Während Ungarn zur Wahl geht, hat Ministerpräsident Viktor Orbán den ukrainischen Präsidenten Selenskyj zu seinem Staatsfeind gemacht. Entdecken Sie, wie sich der Krieg in der Ukraine auf den ungarischen Wahlkampf auswirkt.
Während sich Ungarn auf die bevorstehenden Wahlen vorbereitet, hat Premierminister Viktor Orbán einen eher unerwarteten Staatsfeind ins Visier genommen: den ukrainischen Präsidenten Wolodymyr Selenskyj. In einem Schritt, der viele überrascht hat, hat Orbán den ukrainischen Staatschef in den Mittelpunkt seines Wahlkampfs gerückt, obwohl in der Ukraine noch immer Krieg herrscht.
Orbán, der seit langem als enger Verbündeter des russischen Präsidenten Wladimir Putin gilt, hat im Vergleich zu den meisten anderen europäischen Staats- und Regierungschefs eine deutlich andere Haltung zum Krieg eingenommen. Während die Mehrheit des Kontinents hinter der Ukraine stand und militärische und humanitäre Hilfe leistete, verfolgte Orbán einen vorsichtigeren und zweideutigeren Ansatz.
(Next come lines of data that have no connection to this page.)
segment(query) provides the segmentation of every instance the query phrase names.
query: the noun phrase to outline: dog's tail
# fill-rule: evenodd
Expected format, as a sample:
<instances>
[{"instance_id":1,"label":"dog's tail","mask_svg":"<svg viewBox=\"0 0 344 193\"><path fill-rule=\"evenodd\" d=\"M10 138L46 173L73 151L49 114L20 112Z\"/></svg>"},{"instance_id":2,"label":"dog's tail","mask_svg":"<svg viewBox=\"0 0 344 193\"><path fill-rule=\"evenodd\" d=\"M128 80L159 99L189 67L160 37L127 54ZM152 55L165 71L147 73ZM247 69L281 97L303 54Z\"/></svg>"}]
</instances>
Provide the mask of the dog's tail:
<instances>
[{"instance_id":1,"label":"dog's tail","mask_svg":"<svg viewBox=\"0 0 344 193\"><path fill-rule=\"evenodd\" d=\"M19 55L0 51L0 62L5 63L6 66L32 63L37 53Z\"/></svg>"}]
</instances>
Diese Meinungsverschiedenheit hat sich nun auch auf den ungarischen Wahlkampf ausgewirkt, wobei Orbán aktiv war Kritik und Angriff auf Selenskyj. Der ungarische Staatschef hat den ukrainischen Präsidenten beschuldigt, sich in die inneren Angelegenheiten Ungarns einzumischen, und ist sogar so weit gegangen, ihn einen „Provokateur zu nennen, der „mit dem Leben der Ungarn spielt“.
Orbáns Rhetorik wurde von Beamten der Europäischen Union scharf verurteilt, die Bedenken hinsichtlich der möglichen Auswirkungen seiner Äußerungen auf die Einheit der Reaktion des Blocks auf den Krieg äußerten in der Ukraine. Der ungarische Ministerpräsident lässt sich jedoch nicht beirren, verschärft seine Kritik an Selenskyj und macht sie zu einem zentralen Bestandteil seines Wahlkampfs.

Die Situation hat Fragen über die Zukunft der Beziehungen Ungarns zur Ukraine und zur breiteren europäischen Gemeinschaft aufgeworfen. Orbáns Haltung zum Krieg hat bereits zu Spannungen mit anderen EU-Staats- und Regierungschefs geführt, und seine anhaltenden Angriffe auf Selenskyj könnten Ungarn innerhalb des Blocks noch weiter isolieren.
Während die Wahlen in Ungarn näher rückten, bleibt abzuwarten, welche Auswirkungen Orbáns Anti-Selenskyj-Rhetorik haben wird. Eines ist jedoch klar: Der Krieg in der Ukraine ist zu einem zentralen Thema in der ungarischen politischen Landschaft geworden, mit möglicherweise weitreichenden Folgen für die internationale Stellung des Landes.